Sarah stubbed her cigarette in the coffee can she kept outside for that purpose. Thomas walked over to the sick alpaca and roused him with a soft hand on his neck. The animal startled, then stood and allowed himself to be led to the trailer. Sarah watched with her arms folded over her chest. “It’s brave of you to do this,” she said when Thomas had the animal near the gate. Upon seeing the trailer Thomas had hitched to the back of his truck, Zachary teetered, then dropped to his haunches. Sarah kneeled, and took Zachary’s blank face in her hands as if, Thomas thought, to kiss it.

“I don’t know if brave is the right word,” he said back.

Sarah stood, reached into the pocket of her sweatpants, emerged with another cigarette, and lit it. “That vet’s an asshole. You shouldn’t have to do this alone.”

“He couldn’t be bothered with it until after Christmas, apparently,” Thomas said. “Joan and I talked about it. It doesn’t seem right to wait that long. This is something we can do. Something I can do. He’s in pain. We discussed it.”

“You want me to come?”

Thomas looked at the alpaca. “It’s going to be messy, I think,” he said.

Sarah snorted. “You don’t know messy. Try the ER. Try arterial blood. Try a bunch of maniac drunks trying to kill each other in the waiting room. Blood doesn’t bother me.” She smiled, and looked at him. “As you know.”

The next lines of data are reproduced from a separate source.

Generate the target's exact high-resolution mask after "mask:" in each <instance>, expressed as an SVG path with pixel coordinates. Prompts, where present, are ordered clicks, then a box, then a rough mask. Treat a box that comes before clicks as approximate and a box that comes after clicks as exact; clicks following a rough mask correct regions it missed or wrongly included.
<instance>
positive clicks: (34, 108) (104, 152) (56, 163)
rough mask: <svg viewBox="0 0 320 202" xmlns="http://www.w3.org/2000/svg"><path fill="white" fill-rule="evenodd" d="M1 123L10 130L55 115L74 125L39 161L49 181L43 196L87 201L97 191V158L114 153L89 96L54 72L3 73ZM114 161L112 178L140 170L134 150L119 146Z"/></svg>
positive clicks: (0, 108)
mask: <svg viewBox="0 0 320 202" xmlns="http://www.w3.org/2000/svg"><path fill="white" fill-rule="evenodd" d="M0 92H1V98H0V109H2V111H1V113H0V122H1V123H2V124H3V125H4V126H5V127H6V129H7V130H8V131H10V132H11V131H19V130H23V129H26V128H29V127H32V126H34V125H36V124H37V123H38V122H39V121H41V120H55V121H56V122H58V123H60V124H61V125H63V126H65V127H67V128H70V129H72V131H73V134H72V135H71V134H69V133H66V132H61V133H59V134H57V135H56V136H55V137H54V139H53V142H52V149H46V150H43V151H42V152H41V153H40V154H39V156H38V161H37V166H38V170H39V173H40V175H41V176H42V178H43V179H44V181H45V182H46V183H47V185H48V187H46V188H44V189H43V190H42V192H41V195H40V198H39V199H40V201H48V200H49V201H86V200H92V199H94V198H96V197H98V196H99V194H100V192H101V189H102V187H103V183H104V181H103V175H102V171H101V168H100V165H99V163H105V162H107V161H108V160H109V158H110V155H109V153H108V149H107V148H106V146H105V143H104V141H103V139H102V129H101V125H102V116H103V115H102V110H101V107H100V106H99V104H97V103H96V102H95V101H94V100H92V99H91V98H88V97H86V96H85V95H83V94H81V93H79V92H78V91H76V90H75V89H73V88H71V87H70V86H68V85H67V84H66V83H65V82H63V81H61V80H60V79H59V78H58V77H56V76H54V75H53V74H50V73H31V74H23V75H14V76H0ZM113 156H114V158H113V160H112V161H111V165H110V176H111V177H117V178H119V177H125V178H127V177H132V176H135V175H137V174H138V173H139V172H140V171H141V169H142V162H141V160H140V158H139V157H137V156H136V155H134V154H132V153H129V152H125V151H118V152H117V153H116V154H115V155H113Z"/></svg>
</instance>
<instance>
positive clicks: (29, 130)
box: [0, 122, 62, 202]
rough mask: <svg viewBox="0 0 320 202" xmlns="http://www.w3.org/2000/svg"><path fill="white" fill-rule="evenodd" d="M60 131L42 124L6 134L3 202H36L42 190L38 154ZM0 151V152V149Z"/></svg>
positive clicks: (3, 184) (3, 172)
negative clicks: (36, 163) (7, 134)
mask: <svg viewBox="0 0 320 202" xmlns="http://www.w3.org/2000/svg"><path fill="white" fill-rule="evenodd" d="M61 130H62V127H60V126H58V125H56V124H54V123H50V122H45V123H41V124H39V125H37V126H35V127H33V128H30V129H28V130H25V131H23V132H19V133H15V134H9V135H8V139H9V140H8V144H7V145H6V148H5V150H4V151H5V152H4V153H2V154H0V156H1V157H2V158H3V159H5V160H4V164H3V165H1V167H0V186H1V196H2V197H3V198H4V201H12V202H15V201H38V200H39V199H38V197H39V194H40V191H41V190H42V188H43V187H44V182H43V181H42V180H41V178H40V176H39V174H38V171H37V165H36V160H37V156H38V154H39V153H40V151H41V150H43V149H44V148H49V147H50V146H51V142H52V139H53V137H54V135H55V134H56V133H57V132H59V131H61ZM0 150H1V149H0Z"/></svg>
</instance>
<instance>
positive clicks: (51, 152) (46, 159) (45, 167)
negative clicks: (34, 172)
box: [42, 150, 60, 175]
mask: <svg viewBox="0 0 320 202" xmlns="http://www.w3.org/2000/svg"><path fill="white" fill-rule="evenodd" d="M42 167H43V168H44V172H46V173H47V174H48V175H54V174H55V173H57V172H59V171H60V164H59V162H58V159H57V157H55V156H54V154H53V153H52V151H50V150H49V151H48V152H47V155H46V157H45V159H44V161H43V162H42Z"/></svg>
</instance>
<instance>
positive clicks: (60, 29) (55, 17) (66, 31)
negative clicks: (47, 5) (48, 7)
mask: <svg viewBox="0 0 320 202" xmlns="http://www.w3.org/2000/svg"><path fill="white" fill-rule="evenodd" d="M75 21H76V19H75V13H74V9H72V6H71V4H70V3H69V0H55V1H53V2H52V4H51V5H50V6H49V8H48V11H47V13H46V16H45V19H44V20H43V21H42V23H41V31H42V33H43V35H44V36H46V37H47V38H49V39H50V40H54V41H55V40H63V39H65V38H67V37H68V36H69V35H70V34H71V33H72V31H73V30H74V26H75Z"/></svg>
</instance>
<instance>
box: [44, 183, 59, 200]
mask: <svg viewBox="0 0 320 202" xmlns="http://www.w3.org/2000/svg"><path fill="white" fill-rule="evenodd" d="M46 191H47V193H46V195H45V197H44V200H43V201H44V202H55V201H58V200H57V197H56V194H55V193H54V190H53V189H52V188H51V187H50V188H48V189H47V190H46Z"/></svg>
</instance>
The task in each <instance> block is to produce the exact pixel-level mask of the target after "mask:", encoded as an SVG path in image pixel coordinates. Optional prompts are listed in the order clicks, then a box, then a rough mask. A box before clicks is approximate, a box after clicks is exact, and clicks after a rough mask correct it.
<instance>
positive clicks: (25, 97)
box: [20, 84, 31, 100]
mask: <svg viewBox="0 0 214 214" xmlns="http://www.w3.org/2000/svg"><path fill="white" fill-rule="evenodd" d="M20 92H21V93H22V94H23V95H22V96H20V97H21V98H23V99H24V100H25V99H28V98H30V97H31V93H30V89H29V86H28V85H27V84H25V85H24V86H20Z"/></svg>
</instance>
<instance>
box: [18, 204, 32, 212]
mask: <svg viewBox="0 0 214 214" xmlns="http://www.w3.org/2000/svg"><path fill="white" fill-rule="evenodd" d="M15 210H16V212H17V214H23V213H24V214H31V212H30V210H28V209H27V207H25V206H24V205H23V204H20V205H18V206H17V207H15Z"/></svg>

“We,” Thomas said, “your legion of lucky patients.”

“Lucky indeed. That’s me. Dr. Luck. That’s what I’ll be called.”

“It’s going to be cold,” Thomas said. “And probably awful. I can handle it.”

“Let’s not worry about it,” Sarah said. She stubbed her second cigarette on top of the first. “I don’t have much else to do. I’ll get my coat.”

As she disappeared back into the garage, Thomas hushed the sick animal into the trailer and closed the gate behind him. Zachary nestled down in the center of the trailer as he had in the field, as if, Thomas thought, he knew the sort of remoteness required of him now. Thomas could hear Sarah clomping up the garage steps, heard her door closing. He looked up to her window—he’d wave her off, say thanks but forget it—but the shade was drawn. Maybe her company would be welcome after all. It would prevent him, at least, from thinking too much about John. He dropped his keys in the cab of his truck, went back inside the house. He yelled good-bye up the stairs to Joan, and retrieved one of his shotguns out of the gun cabinet on the first floor. When he came back, Sarah was already sitting in the passenger seat, and the two of them drove, with the sick alpaca, out of the driveway, and away from the house.

S uicide, Ma, John had said on the phone to Joan three months ago . Don’t you ever think about it? Once she heard this, the receiver she’d been holding to her head had suddenly turned heavy and cold on her ear. John had been talking about his new obsession: the death of a childhood hero, a musician who’d stabbed himself in the heart, collapsed in a bathtub, and hadn’t been found for seven days. That guy, he had the whole world in his hands. And decided to end it. So tell me what I’ve got? Why are you so sure I’m going to pan out? He went on, digressing here and there, grandstanding, and backtracking. It was manipulative talk, but John had always had a bit of that in him. This conversation was different, both aimless and purposeful, and she didn’t recognize where it was coming from. It felt stagey, mobilized to elicit a response which, she knew from past experience, would only send him further down his own private rabbit hole. Nothing she said was ever “right”; nothing she’d ever said to John had been “right.” Her therapist had told her she ought to take the things her son said both seriously (engage with the ideas presented) and not seriously (not to let those ideas infect their relationship). What relationship? she’d wanted to say. I’m a life-support machine here, all tubes and knobs. Fuzzed-out beeps, posing as sentences with a life of their own.